Train up a child in the way he should go, and when he is old he will not depart from it.
Founder, KingdomFive! Student Ministries
When I was a kid my house was filled with worship. My mother worked nights at the hospital so when we were coming home from school, she was preparing to head out for work. This scene was common when I would go into the kitchen for an after-school snack: open bible on the table, flooded with her notes and underlines; and Hosanna, Integrity, Larnelle Harris or some other worship in the tape player.
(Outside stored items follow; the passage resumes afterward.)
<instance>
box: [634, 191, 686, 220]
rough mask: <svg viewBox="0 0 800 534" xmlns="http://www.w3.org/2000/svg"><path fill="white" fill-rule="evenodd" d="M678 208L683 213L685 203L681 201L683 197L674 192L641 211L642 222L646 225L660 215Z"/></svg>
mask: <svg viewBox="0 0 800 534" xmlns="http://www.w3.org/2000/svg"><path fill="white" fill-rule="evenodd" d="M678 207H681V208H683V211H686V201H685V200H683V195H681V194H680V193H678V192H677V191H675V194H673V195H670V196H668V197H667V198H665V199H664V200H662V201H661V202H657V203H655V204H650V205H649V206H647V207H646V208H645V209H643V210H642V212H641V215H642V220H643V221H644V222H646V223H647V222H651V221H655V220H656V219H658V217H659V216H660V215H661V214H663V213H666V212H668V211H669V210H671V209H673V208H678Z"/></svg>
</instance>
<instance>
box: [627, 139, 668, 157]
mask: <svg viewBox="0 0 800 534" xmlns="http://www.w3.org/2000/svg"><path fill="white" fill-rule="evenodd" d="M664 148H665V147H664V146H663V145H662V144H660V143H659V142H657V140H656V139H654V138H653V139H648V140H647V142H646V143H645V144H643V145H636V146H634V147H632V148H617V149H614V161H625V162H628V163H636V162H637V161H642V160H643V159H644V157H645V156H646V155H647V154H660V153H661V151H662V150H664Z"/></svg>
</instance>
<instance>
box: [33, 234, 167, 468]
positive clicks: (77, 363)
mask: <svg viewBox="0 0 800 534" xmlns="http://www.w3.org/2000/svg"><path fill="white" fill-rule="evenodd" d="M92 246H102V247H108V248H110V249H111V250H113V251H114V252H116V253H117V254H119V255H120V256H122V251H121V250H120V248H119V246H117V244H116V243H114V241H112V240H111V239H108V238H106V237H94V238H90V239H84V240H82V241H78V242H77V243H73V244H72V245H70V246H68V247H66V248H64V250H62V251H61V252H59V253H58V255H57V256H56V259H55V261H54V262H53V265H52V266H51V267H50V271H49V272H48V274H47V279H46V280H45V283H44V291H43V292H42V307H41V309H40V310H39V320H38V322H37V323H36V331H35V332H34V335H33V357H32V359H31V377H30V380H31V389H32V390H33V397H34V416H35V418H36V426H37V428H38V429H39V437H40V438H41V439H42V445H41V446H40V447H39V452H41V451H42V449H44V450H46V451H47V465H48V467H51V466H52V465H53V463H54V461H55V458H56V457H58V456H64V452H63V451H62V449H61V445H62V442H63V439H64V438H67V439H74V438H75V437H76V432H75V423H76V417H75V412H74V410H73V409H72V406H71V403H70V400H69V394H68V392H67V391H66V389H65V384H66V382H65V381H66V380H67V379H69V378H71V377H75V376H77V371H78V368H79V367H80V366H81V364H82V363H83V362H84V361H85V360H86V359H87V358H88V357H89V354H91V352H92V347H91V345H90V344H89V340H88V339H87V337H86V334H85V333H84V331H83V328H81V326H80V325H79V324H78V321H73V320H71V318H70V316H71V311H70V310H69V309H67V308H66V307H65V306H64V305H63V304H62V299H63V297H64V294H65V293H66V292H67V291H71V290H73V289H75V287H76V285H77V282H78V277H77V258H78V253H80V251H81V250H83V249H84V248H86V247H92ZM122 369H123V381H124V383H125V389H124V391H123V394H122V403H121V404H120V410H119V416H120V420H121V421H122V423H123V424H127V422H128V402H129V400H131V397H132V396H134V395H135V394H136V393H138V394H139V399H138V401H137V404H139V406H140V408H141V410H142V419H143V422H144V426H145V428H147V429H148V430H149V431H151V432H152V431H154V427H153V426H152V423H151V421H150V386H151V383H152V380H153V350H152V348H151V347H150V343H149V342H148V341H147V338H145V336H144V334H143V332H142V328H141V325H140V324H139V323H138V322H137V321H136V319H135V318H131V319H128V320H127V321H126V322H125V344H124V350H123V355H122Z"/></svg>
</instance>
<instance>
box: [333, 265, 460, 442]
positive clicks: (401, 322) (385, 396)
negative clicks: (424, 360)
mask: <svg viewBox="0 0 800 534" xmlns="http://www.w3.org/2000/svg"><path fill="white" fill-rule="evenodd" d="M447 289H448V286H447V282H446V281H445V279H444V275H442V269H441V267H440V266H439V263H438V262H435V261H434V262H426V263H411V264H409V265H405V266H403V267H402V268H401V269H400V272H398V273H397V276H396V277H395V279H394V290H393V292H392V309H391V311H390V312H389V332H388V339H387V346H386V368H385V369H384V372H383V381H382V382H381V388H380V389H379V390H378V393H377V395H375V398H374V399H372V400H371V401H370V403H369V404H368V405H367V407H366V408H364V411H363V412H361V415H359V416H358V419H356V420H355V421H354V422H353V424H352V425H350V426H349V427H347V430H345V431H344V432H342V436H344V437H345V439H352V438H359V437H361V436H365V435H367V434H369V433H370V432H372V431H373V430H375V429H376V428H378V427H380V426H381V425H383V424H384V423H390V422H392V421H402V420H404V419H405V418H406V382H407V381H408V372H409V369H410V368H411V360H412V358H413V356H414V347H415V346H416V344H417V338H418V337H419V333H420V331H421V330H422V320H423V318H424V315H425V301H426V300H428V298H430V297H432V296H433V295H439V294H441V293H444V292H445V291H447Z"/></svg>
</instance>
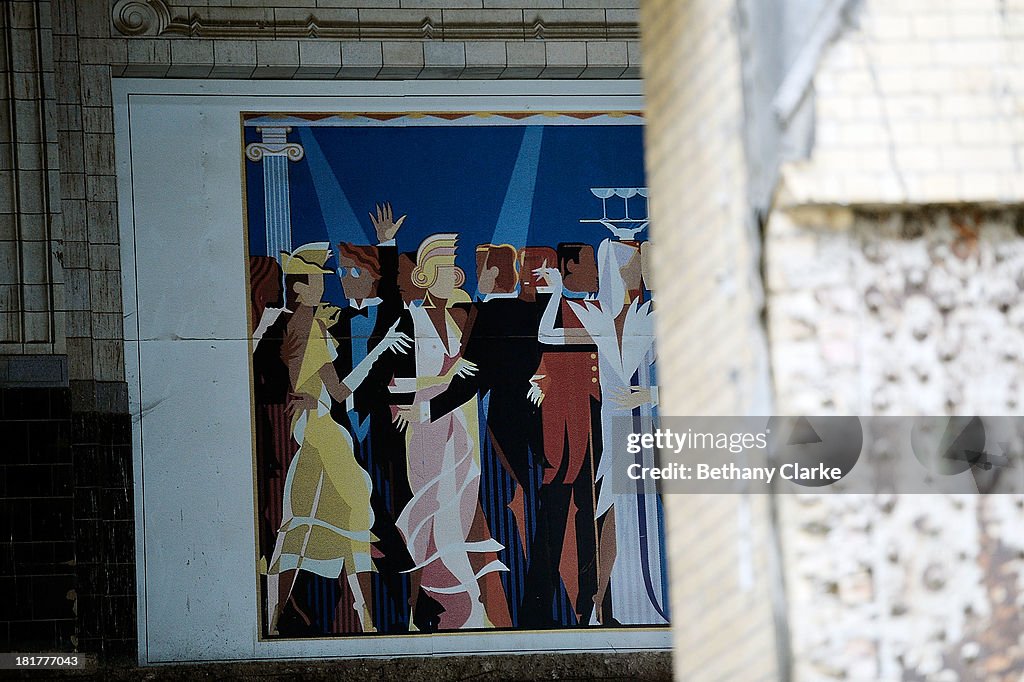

On Sunday mornings, I woke up to the sounds of breakfast cooking and my mom singing to her choir practice tracks in the background. Worship was a staple in our house. In service, what was the norm at home became our public practice. I believed as a child that to love God was to worship Him. I don't recall being told to sing or raise my hands in service; I observed from how my mom lived at home that worship was the way we expressed relationship and closeness with the Lord. It never occurred to me that worship was optional.
Many parents ask me, how can I get my kids to understand the importance of worship? It's a valid question but I think it may be a little cart-before-horse. Worship is an outcome, a product. The importance of worship starts not with mechanics, such as learning not to be embarrassed to raise your hands or to sing in public; but rather with motive and purpose. Where there is genuine relationship, there is unprovoked and sincere worship. It is not taught as much as it is ignited and awakened by our love for God and our belief in who He is.
So how then, can you impart the significance of worship in your young one? Begin by illustrating and demonstrating the importance of relationship. When they know Him, they will worship without being told.